Il voit comme je le regarde, séduit, enflammé, et à la fin il me demande si je sais taper à la machine. Il a vingt-cinq ans, il compose et chante merveilleusement, et cependant il y a une chose qui lui échappe et que je peux faire pour lui. « Bien sûr que je sais taper ! — Et tu accepterais de taper le texte de ma chanson ? — Laisse-moi le temps de rentrer chez moi et je te le rapporte. »
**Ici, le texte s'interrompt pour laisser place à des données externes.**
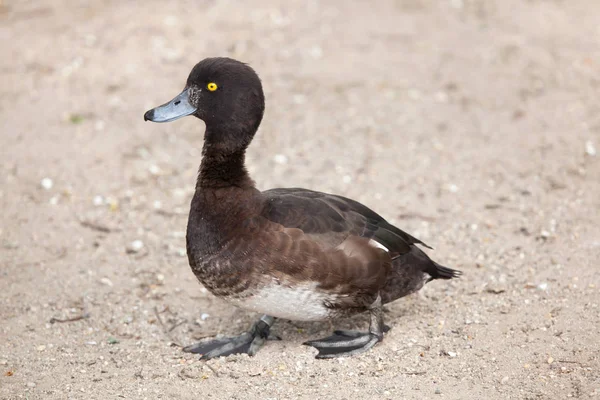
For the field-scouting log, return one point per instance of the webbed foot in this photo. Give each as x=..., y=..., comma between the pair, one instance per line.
x=349, y=343
x=344, y=344
x=247, y=343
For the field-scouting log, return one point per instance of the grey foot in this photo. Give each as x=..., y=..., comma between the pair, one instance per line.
x=349, y=343
x=247, y=343
x=344, y=344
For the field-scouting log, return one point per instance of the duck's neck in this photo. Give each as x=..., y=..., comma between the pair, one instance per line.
x=223, y=162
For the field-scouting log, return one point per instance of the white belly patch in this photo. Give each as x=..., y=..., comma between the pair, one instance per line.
x=302, y=302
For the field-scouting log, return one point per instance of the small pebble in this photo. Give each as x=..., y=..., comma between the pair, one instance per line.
x=590, y=149
x=98, y=200
x=154, y=169
x=106, y=281
x=135, y=246
x=47, y=183
x=280, y=159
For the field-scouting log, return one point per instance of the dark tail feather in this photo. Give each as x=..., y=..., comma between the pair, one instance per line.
x=440, y=272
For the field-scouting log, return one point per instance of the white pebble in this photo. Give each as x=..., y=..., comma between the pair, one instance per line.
x=98, y=200
x=47, y=183
x=154, y=169
x=590, y=149
x=106, y=281
x=280, y=159
x=135, y=246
Mon père me laisse accéder à sa machine à écrire. Une demi-heure plus tard, je retrouve Évariste dans la fièvre folle qui s’est emparée de la Sorbonne. « Merci ! C’est parfait. » Un sourire, il a déjà disparu. Mais pour moi, ce qui vient de se passer est immense : j’ai vu à quelle allure cet ange tombé de nulle part a créé cette chanson magnifique et quelque chose me dit que je saurai faire, que ce n’est pas si difficile. D’ailleurs, j’ai embarqué au passage la guitare de ma soeur Nelly sur laquelle je m’essaie parfois à chanter du Bob Dylan, du Hugues Aufray. Ma guitare sur les genoux, un tract retourné pour bloc-notes, j’écris et je compose ce jour-là en une petite heure Crève, salope !
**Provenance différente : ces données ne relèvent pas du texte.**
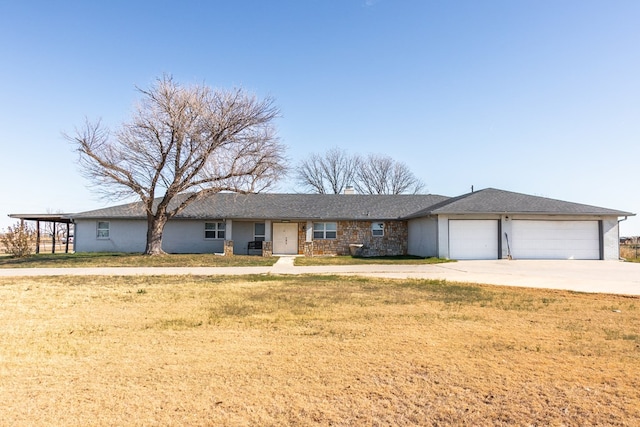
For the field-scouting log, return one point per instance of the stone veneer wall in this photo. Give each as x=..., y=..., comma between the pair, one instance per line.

Bien que Renaud n’ait jamais enregistré sur disque sa chanson Crève, salope, Évariste, lui, enregistra un 45 tours de sa chanson La Révolution (on peut apercevoir la mention du CRAC en haut à droite de la pochette du disque) :

L’autre chanson sur le 45 tours s’appelait « La faute à Nanterre » :



Sur le verso de la pochette du disque, Évariste mentionne, pour la chanson La faute à Nanterre : « avec les « chœurs » du Comité Gavroche Révolutionnaire » :

Encore dans la revue Schnock de décembre 2017, Serge Cazenave-Sarkis mentionne :

Évariste a fait son disque (le 45 tours « La Révolution » / « La Faute à Nanterre »), on avait tous fait les chœurs dessus, mais une fois le disque sorti, il y a eu une scission, chacun est parti de son côté. Comme si les deux autres futurs musiciens du comité, Renaud et Bruno Clavier, auraient voulu être les premiers à sortir un disque…
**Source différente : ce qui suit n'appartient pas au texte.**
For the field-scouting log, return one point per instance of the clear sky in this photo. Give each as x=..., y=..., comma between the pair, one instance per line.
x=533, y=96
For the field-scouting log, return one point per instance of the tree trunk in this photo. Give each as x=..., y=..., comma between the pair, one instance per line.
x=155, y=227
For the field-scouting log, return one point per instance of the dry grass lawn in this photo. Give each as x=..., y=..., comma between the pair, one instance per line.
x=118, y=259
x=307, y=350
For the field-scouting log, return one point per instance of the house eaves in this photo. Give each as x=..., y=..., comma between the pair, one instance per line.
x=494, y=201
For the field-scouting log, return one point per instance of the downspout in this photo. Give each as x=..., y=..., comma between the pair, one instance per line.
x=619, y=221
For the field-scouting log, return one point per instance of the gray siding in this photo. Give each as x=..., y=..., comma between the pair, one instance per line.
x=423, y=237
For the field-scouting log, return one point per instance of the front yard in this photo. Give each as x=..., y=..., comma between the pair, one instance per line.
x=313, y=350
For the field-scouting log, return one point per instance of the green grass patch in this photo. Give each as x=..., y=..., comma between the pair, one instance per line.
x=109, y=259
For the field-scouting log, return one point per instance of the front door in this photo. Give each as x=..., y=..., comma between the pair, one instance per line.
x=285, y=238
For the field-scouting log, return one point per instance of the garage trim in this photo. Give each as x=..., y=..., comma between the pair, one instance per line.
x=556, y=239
À moins que la mémoire de Serge lui fasse défaut, il semble fort probable que Renaud faisait partie des « chœurs » du Comité Gavroche Révolutionnaire lors de l’enregistrement de la chanson La faute à Nanterre (il n’est évidemment pas possible de distinguer sa voix). Il s’agirait donc de la toute première chanson que Renaud ait enregistrée dans sa carrière !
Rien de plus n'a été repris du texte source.